Since Miss Happyday’s untimely demise, Stef had been the only one to occasionally take a bath, filling the tub in the matron’s en-suite bathroom with cold water and heating it with a stove of coals that she had fitted at vast expense for her own personal use. Therefore it was usually he who traipsed down to the town and bought meat from the butcher, tins of beans from the grocer, and more importantly the illegal – and expensive – sweets and biscuits that a few shopkeepers kept secretly under the counter, their sugar content being above the government-approved level.

There was plenty of money, since Miss Happyday turned out to have hoarded a great stash of banknotes under her bed, despite having always complained that she was poor. They’d always known this was nonsense – she clearly had enough to keep herself in comfort, and to keep the house in decent repair. But they were shocked to find that she had been sleeping on top of nearly ten thousand pounds, the sneaky old bat. It was enough to keep the three children in more sherbet lemons and pear drops than they could possibly eat for years to come.

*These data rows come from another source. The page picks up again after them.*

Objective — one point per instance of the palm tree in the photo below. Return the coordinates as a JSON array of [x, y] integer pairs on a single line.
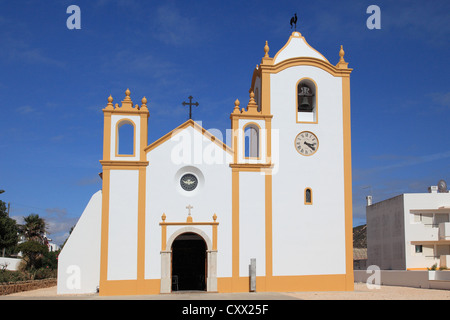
[[34, 228]]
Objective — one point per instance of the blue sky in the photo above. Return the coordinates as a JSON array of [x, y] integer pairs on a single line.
[[55, 81]]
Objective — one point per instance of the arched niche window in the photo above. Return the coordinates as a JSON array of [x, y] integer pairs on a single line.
[[251, 141], [258, 99], [125, 138], [308, 196], [306, 101]]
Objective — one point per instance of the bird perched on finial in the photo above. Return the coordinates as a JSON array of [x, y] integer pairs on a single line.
[[294, 21]]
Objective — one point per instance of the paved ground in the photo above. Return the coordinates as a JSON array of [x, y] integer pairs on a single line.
[[361, 292]]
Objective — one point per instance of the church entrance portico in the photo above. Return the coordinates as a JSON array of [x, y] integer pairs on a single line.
[[188, 258], [189, 264]]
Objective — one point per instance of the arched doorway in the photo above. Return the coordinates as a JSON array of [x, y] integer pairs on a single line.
[[189, 262]]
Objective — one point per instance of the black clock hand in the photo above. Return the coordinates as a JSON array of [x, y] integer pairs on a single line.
[[311, 145]]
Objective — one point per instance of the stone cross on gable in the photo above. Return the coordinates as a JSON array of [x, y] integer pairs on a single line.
[[190, 104]]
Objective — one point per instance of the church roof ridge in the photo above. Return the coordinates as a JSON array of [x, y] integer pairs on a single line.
[[297, 46], [185, 125]]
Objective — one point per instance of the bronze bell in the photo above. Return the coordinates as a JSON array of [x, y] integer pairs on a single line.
[[305, 103]]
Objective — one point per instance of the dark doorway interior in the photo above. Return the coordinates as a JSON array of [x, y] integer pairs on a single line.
[[188, 262]]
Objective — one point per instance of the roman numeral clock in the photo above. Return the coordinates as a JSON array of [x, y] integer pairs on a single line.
[[306, 143]]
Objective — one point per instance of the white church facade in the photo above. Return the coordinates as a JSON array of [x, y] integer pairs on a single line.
[[188, 212]]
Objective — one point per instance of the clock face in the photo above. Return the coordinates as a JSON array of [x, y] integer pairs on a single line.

And so, from the outside, St Halibut’s was still your average sinister-looking mansion dedicated to the care and training of abandoned and orphaned children. But on the inside, and in the grounds behind, there was exuberant chaos. It would have given any visitor the kind of shock they could normally only expect if they stood on the roof in a thunderstorm waving an electric eel.

As Maisie was plodding back down the hill, Tig opened the letter and went very still.

What had come in the post was not just an envelope with a message in it. It was the most hideous possible combination of words ever set in ink. A ticking bomb wrapped in horse manure and chucked through the window would have been far more welcome.

Tig held it pinched between her thumb and forefinger, the stiff breeze snapping at the paper as though impatient to dispose of it. She imagined letting go, watching the wind snatch it high over the driveway and the expressionless dark windows of St Halibut’s Home for Waifs and Strays.

She had been a fool to think their happiness would last for long. Three days: that was all that was left of their lives.

She barely heard Stef crunch up the gravel behind her. ‘What’s up?’

There were no words to express the horror.

‘Tig?’

She turned and handed Stef the letter, her jaw clenched.